Il racconto della domenica perfetta a Napoli: cade ancora l’Inter contro la Roma, gli azzurri battono il Torino e si portano in vetta a quattro turni dalla fine

Da -3 a +3 in una settimana, Napoli vive di nuovo il sogno in una notte di mezza estate. A quattro giornate dalla fine del campionato il Napoli non è più sotto ma sopra di tre punti rispetto all’Inter e da solo in testa alla Serie A. Sarebbe un miracolo vero, considerato quanto accaduto solo un anno fa alla squadra.

Nulla è ancora detto, però, e la piazza lo sa bene: è facile capirlo da come i napoletani hanno vissuto questa domenica.

Giornata modificata in più parti, fra contestazioni e proteste varie, con il calendario che ha visto l’incredibile accorpamento di tutti i match del 34° turno in soli due giorni.

Con la scomparsa di Papa Francesco e quella del giovanissimo fisioterapista del Lecce Graziano Fiorita, totalmente annullato il sabato di Serie A. E Inter-Roma? Si gioca domenica alle 15, poche ore prima dell’incontro fra Napoli e Torino.

Napoli, il pomeriggio di Fuorigrotta e la serata del Maradona

Chi vive a Napoli e, soprattutto, vive lo stadio a Napoli, è abituato a infoltire il quartiere Fuorigrotta circa tre ore prima del calcio d’inizio del match. A ora di pranzo, però, il tempo di un boccone rapido e sono tutti attaccati ai teleschermi delle pizzerie, dei bar e dei centri scommesse: c’è da vedere l’Inter, per “gufare” e sperare di veder trionfare Claudio Ranieri. Il gol di Soulé fa impazzire due città: la rete dell’argentino dà il “la” alla domenica di Roma e di Napoli e costringe i nerazzurri alla terza sconfitta di fila, una settimana dopo la splendida rovesciata da “figurine Panini” di Orsolini. L’Inter resta ancora inchiodata a 71 punti, alla sera tocca agli azzurri.

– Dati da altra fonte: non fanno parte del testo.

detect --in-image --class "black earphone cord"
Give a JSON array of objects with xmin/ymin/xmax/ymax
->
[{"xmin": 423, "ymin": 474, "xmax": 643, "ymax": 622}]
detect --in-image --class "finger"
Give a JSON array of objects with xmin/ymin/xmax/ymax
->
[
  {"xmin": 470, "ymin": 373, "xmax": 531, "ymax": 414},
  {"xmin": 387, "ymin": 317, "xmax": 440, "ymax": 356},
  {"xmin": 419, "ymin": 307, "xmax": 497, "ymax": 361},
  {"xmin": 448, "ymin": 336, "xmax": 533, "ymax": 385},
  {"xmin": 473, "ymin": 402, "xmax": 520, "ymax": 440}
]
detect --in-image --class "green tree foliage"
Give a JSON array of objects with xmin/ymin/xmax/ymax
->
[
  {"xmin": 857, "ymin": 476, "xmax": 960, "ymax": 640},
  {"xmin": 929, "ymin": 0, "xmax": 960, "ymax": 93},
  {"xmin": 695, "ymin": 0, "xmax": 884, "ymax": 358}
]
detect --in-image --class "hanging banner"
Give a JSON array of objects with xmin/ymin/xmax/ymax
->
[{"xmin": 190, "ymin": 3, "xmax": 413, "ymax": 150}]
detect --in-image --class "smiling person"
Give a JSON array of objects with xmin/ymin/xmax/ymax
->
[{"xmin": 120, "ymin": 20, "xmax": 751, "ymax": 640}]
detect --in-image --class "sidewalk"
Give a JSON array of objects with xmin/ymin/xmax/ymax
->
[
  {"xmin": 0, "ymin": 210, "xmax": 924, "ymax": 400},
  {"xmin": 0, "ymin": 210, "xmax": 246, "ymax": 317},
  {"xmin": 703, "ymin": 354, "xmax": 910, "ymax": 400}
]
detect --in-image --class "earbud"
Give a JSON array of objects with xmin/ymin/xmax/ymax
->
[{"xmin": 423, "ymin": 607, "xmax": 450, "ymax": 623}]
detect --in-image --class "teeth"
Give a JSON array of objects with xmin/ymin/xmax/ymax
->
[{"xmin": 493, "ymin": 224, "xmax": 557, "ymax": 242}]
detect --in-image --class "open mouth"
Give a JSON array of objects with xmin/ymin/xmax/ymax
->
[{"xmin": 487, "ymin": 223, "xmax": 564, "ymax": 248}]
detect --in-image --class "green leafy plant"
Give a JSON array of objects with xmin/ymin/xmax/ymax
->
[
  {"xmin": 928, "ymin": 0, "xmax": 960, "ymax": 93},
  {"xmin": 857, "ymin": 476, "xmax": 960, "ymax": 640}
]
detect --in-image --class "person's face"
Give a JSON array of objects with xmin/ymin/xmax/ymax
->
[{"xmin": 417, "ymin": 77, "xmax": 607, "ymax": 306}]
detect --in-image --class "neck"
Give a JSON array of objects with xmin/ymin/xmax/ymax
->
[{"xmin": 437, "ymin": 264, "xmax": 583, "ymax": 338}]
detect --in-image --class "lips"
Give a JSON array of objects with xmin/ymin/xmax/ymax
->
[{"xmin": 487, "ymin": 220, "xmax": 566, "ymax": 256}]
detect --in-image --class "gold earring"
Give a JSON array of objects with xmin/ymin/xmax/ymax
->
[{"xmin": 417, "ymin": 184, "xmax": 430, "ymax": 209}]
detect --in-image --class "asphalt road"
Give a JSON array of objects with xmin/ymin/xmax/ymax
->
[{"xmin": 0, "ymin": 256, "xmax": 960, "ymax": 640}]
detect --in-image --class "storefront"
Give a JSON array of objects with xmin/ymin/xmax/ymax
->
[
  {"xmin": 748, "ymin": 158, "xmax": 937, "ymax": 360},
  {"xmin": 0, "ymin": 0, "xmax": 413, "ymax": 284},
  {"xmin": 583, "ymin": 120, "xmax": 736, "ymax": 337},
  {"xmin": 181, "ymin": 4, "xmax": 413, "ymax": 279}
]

La vittoria della Roma vuol dire poco senza il successo contro il Torino. La tensione sui volti e nei pensieri dei tifosi azzurri, vista questa chance ghiottissima, è palpabile. “Troppe volte abbiamo visto il Napoli sbagliare quando abbiamo avuto occasioni come questa”, è il pensiero ricorrente del tifoso napoletano che si affida alla scaramanzia, vero, ma soprattutto che vive col cuore a mille il calcio e i suoi attimi più travolgenti. Nella serata del 27 aprile, i dubbi di chi teme un passo falso svaniscono ancora grazie a Scott McTominay. Sontuoso, dominante, lo scozzese stappa anche questa partita dopo appena sette minuti e raddoppia per il 2-0 decisivo prima di chiudere il primo tempo. “Napoli balla”. Scaricata quella tensione, conquistati altri tre punti, i tifosi azzurri tornano per la prima volta a ricordare a tutti che “la capolista se ne va”.

Tifosi scozzesi accorsi a Napoli nel pomeriggio, in festa per la sconfitta dell’Inter

Al Maradona sogni, Scozia e “Cholo”

Una domenica di festa, tra i napoletani e gli scozzesi, alimentata dalle reti numero 10 e 11 di McTominay. Una serata di emozioni, per padri e figli, con Simeone che scarica un sorriso a trentasei denti quando sente Conte chiamarlo per fare il suo ingresso in campo sotto gli occhi del papà, Diego Pablo, allenatore dell’Atletico Madrid e ospite d’eccezione nella Tribuna Onore del Maradona.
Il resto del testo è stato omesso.